| > I am half serious Good. Still, it needs to be pointed out. This idea is an awesome hack to show how can you piggyback on existing infrastructure to make it work as something it was not intended to. But it absolutely, terribly sucks at anything practical. Actually, it's a non-solution. Here's why. > There are way fewer network round trips: > 1. DNS query for TXT record for example.com > 2. DNS reply with HTML content Let me show an exactly equivalent alternative implementation of the above concept. 1. HTTP GET x.x.x.x/example
2. HTTP reply with HTML content
Both of them require you to do exactly the same steps - that is, connect to a hardcoded port of a server at a hardcoded IP address, request a user-defined resource, receive and display reply. DNS is not magic, IP addresses of DNS servers are hardcoded in your network configuration and/or in your router configuration and/or in your ISP configuration.I know you're half-serious with this idea, but I'm going to play along. So to continue with the interesting thought experiment... if people were to start actually using DNS records to smuggle websites, they'd quickly overwhelm the capabilities of the DNS network, so the reliability and free hosting would quicky go out of window, along with all hope of ever having anything even resembling consistency in the Internet. So yeah; a nice hack, but kids, don't try to deploy it at scale ;). |
The steps are not exactly the same. Any sensible ISP give you at least two redundant DNS servers with your DHCP response and most public DNS providers also give you multiple redundant servers. When you do a DNS lookup, your OS or browser handles failover between the DNS servers automatically, client side. When accessed by IP address, as you've demonstrated, HTTP offers no client-side failover mechanism built into web browsers to fall back to a different IP.

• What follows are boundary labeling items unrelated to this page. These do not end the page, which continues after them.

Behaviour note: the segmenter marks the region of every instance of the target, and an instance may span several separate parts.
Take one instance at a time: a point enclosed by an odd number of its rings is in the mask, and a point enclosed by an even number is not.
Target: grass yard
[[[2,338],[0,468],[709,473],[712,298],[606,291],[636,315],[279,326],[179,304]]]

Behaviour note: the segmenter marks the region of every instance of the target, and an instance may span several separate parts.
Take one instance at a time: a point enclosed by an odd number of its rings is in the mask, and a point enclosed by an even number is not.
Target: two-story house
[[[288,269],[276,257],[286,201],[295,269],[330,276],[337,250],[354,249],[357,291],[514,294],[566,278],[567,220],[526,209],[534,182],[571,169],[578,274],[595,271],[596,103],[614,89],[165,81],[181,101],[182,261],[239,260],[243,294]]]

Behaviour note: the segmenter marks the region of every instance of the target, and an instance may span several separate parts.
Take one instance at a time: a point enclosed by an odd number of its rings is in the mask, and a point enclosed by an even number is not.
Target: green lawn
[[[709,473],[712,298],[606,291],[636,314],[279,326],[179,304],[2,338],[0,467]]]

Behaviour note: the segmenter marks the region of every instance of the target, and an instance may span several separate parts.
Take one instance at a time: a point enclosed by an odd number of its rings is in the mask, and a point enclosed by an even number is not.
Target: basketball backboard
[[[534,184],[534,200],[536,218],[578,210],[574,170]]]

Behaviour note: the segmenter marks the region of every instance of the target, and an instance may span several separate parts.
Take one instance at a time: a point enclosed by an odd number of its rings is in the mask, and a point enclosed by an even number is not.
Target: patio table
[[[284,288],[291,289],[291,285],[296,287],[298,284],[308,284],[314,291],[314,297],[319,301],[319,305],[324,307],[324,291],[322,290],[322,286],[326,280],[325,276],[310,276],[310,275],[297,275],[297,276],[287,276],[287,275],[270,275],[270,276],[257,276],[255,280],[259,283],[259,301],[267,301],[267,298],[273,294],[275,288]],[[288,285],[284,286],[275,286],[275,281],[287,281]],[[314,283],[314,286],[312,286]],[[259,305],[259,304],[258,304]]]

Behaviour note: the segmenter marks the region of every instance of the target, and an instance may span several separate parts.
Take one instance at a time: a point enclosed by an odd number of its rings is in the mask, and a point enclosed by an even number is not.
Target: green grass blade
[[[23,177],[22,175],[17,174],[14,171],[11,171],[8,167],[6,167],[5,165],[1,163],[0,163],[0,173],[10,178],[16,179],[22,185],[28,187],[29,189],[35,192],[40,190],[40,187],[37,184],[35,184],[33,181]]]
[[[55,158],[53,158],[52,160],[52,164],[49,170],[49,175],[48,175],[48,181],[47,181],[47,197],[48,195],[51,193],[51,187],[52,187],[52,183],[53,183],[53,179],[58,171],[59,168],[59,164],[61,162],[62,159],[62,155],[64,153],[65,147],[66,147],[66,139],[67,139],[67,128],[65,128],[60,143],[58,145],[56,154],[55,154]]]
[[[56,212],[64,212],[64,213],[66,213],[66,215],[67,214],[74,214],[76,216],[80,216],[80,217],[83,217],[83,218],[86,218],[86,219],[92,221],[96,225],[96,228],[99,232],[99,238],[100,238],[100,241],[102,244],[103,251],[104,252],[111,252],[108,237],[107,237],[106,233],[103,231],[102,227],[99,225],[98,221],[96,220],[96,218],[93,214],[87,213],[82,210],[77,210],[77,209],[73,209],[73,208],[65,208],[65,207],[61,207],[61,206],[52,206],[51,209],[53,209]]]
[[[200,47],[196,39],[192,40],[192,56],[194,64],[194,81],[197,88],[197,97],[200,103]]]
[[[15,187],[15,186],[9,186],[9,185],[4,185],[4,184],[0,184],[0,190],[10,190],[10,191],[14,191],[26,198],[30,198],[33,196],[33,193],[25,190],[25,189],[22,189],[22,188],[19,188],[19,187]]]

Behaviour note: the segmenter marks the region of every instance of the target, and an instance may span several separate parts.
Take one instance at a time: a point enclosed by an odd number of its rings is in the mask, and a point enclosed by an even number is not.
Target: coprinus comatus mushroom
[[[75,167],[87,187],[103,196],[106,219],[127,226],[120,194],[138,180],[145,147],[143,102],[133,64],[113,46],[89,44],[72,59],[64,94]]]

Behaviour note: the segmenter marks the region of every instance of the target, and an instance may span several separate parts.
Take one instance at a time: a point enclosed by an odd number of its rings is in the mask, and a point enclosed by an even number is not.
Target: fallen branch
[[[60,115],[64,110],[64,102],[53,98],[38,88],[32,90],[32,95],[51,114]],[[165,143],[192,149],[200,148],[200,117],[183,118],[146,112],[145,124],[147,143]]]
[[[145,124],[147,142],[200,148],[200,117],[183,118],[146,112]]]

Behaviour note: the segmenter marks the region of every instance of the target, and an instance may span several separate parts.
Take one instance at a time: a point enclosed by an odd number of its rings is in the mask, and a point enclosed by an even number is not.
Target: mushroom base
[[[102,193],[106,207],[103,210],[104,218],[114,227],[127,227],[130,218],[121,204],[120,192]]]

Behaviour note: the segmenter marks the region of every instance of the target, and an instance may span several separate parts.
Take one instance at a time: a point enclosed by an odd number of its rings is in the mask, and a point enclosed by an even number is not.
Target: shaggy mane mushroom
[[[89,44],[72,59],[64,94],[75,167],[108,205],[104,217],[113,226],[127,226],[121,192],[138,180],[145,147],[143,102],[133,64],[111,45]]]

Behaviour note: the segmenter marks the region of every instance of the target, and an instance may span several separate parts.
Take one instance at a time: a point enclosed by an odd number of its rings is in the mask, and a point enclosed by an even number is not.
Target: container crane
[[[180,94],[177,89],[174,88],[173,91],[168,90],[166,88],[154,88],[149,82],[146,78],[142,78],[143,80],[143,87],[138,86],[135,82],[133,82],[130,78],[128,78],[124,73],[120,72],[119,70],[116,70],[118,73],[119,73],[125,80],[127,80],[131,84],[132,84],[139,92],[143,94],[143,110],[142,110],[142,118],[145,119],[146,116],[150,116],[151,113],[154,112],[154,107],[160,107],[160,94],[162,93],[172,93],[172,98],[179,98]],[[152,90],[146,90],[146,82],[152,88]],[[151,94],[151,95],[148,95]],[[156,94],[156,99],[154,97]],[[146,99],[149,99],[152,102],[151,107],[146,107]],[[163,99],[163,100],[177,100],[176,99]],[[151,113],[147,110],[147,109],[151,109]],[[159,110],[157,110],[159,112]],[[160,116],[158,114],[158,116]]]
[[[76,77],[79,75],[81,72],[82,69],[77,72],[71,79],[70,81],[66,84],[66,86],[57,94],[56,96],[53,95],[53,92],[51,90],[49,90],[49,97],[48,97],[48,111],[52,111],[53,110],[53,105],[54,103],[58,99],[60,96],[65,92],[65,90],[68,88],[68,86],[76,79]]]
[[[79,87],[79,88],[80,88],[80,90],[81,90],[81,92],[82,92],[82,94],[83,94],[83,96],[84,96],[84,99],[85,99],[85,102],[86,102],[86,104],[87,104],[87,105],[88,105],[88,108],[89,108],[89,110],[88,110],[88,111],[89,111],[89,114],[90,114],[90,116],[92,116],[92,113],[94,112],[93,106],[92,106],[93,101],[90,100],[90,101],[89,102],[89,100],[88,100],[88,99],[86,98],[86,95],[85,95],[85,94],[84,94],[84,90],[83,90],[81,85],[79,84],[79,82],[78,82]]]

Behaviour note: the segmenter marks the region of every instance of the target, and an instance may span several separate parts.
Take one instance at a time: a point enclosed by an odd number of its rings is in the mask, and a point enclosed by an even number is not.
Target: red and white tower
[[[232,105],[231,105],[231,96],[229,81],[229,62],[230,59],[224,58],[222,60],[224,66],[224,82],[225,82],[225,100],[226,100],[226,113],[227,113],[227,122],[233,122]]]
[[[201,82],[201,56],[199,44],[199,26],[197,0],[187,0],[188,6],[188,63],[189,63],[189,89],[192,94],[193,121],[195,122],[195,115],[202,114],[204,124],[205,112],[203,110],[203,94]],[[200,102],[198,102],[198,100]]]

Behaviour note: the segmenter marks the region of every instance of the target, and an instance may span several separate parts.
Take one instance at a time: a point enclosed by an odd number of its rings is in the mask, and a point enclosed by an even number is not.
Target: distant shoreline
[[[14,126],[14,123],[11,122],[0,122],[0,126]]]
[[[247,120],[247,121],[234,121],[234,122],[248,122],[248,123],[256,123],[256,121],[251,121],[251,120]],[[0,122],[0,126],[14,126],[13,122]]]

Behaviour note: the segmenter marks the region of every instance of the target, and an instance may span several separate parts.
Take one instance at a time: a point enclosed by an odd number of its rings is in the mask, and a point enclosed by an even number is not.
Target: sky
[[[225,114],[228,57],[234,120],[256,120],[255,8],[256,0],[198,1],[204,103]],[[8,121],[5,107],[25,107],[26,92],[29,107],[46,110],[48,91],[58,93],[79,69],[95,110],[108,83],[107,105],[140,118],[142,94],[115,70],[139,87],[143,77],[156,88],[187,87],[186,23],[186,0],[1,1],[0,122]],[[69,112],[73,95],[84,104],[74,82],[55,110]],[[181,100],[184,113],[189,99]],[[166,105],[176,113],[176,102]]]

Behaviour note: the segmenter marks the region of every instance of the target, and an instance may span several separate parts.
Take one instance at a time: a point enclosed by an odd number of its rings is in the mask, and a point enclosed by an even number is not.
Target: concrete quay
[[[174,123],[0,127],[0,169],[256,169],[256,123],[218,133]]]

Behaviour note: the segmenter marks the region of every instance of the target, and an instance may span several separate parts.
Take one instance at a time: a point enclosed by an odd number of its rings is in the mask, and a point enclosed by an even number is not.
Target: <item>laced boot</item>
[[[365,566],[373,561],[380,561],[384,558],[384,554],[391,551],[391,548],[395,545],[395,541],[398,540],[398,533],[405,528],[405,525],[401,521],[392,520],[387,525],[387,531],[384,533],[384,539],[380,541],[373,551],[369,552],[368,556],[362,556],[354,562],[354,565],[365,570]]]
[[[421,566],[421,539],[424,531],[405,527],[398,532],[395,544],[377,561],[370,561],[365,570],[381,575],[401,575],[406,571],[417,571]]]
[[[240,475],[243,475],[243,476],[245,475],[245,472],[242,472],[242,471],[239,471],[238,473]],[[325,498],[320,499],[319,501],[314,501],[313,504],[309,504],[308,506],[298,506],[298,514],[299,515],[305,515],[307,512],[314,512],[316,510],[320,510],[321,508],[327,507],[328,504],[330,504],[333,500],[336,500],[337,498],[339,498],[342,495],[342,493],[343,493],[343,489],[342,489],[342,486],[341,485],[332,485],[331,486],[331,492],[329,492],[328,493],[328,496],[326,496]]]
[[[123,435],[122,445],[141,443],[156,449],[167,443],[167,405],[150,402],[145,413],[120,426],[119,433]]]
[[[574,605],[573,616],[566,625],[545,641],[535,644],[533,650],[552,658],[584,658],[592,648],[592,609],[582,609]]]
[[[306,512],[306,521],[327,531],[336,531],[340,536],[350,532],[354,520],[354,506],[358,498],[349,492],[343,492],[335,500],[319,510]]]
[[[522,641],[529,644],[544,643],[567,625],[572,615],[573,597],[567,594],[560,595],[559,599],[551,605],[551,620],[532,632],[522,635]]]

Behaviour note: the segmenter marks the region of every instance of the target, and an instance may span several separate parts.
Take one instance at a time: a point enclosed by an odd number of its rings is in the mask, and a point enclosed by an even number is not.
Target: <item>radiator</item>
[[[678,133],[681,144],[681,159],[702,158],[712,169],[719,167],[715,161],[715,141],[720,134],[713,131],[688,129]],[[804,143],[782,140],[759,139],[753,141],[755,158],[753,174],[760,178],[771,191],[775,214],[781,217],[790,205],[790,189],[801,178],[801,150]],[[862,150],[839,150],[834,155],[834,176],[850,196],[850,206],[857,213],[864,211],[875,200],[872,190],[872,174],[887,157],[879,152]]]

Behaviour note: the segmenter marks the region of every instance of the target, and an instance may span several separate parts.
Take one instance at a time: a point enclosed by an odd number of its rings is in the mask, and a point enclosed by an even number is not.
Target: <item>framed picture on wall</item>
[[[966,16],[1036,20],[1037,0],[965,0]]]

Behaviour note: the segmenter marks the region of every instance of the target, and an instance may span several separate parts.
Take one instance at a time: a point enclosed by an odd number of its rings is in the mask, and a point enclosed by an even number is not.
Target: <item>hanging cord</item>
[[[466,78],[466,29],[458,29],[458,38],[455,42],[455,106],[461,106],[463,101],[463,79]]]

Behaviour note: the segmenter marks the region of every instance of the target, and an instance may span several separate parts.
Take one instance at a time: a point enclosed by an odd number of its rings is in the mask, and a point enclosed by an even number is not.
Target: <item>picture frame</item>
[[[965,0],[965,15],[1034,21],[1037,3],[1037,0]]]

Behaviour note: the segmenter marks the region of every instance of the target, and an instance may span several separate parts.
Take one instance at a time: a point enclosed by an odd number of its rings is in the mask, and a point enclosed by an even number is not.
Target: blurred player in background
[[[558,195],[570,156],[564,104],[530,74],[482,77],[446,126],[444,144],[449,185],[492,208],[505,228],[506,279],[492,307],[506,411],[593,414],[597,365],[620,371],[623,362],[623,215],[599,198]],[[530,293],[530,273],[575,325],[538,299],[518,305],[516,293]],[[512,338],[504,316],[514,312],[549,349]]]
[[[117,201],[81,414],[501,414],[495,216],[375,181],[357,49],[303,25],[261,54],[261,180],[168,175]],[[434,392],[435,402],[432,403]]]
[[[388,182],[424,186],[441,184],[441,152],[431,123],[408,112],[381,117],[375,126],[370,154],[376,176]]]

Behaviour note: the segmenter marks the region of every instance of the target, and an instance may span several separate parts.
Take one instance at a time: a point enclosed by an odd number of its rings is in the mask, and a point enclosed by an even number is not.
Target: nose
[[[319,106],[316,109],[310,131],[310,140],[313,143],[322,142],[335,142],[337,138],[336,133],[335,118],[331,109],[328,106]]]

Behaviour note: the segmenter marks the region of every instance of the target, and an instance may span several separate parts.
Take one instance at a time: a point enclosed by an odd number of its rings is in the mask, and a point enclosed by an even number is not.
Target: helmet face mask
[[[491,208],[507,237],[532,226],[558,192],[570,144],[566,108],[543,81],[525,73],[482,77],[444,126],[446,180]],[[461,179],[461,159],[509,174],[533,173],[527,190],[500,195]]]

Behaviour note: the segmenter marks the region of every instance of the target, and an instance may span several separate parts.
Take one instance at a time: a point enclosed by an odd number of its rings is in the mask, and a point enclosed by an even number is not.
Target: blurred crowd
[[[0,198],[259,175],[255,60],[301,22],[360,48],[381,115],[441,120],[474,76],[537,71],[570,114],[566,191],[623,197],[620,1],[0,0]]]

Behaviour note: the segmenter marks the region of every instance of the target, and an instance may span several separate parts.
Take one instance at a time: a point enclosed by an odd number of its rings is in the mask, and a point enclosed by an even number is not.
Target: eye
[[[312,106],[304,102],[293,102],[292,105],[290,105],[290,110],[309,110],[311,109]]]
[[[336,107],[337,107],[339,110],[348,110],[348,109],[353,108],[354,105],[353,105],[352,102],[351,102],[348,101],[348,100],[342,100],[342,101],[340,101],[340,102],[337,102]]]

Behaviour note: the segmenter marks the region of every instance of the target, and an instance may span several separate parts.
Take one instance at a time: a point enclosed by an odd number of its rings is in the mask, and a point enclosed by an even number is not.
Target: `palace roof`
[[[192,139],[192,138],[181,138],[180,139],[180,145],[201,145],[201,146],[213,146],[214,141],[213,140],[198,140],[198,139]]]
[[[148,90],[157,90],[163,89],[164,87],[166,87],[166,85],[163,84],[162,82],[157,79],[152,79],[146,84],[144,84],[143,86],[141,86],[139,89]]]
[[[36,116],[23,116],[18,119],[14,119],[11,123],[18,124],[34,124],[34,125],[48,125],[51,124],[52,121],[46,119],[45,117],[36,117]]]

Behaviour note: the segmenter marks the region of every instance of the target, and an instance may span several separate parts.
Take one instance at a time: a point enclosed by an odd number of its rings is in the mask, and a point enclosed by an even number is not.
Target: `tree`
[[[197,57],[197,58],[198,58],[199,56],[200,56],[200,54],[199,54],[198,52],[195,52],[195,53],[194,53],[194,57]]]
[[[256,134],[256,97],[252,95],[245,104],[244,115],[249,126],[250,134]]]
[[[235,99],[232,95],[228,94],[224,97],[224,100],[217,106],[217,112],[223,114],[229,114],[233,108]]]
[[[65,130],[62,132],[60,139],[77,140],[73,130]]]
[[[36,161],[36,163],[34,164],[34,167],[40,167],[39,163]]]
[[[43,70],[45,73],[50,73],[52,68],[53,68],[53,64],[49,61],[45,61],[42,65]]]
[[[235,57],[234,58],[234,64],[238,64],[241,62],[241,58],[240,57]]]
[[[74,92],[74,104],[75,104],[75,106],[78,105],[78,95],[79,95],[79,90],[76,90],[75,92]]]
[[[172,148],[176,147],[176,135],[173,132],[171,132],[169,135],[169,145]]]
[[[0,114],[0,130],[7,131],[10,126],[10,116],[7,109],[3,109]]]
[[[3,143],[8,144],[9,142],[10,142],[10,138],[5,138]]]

It's additionally important to note that architecturally, DNS servers are far more scaleable than most HTTP servers. They don't run anywhere near as much code per request and don't require the overhead of TCP or HTTP.
Note that I'm also not encouraging using DNS instead of HTTP for serving websites, I'm just pointing out that DNS is a more reliable technology and has client-side failover mechanisms so the pros which mrb listed are very real.